世界インフレ時代のお金の常識・非常識 その3
バブル時のお話は懐かしく読みました。
「資産価格はマネーがあふれていなくても、
回転率の高さで上昇することがある。」
「資産価値が上昇すると担保価値増加して
資金調達や融資を受けられる余地が拡大するため
その資金の一部が再び資産市場に投入されて
資産価格はさらに上昇するというスパイラルが
発生する」
「1980年代日本のバブルは、
まさに証券会社と銀行によって引き起こされた」
このバブルの原因を日銀は見誤ったというのです。
「公定歩合は1980年8月に9.0%から
8.25%に引き下げて以来、1987年2月の
3.00%から2.50%へ引き下げまで
10回引き下げた。」
すごいですね。
いまさらながら9.0%から2.50%へ。
その後1990年8月までに
公定歩合が4回も引き上げられ6.0%へ。
こんな「ジェットコースター」みたいな金融政策を
当時の日銀はやったのですね。
結果どうなったのか?
私ももう少し経済学を勉強しておくべきでしたね。
あの頃高橋先生から学びたかった・・・。
「バブル崩壊は誰の目にも明らかだった」
「4回の利上げはまったく不要だった」
これ何だか今の情勢を予感していませんか・・・。
「利上げのタイミングが遅れると、その後の引き下げは
完全に後手に回り、景気回復ができなくなる。
ここからまさに悲劇というべき『失われた20年』が
始まるのである」
手厳しいのですが、その後の日銀のせいで
「失われた20年」
が起きたというのです。
バブル当時盛んに「カネ余り」だといわれましたね。
高橋経済学を学べば、
「カネ余り=通貨供給量が多すぎるなら
物価は上がるはず。

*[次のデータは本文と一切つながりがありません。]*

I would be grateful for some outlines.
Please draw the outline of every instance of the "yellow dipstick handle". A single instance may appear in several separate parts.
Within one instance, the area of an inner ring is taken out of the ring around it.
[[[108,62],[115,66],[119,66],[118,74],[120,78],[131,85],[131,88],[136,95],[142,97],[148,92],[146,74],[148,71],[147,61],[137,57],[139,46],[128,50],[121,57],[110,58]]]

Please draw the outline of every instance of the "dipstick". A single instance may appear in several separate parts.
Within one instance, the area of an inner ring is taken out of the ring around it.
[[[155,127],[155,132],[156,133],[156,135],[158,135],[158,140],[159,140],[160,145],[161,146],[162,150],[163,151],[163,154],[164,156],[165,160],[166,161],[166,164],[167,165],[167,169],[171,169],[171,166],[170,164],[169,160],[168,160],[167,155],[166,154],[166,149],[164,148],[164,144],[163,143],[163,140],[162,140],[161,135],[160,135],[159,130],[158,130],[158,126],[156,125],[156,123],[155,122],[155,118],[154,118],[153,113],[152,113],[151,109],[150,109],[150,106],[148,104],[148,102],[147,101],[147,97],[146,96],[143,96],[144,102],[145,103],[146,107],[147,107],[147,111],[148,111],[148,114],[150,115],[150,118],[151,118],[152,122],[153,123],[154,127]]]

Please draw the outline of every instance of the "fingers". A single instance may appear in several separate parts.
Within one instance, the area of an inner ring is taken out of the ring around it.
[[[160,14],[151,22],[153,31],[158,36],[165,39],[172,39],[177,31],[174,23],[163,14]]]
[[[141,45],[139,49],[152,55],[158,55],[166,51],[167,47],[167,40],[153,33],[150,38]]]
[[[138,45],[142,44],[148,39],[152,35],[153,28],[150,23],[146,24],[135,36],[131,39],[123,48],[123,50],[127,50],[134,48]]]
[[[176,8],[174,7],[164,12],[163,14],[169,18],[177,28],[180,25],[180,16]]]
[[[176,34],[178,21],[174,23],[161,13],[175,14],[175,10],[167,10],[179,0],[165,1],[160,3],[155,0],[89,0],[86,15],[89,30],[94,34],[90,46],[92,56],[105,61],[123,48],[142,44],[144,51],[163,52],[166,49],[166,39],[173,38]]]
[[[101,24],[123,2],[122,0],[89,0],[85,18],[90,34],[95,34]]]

」しかし一般物価は安定していた」
ということは
「当時取った金融引き締め策は間違いであった」
と高橋先生はいうのですね。
でも
「日銀の官僚たちは金融引き締めが間違いだったとは
決して認めない」
のですね。
しかも
「過去の間違いを正当化するために、その後もずっと
誤ったタイミングで引き締めを続け、デフレを引き起こし、
放置し、悪化させた。犠牲となったのは一般の日本人である」
なかなか天下の日銀に対してこれだけ真正面から
批判できるのは高橋先生だけでしょうね・・・。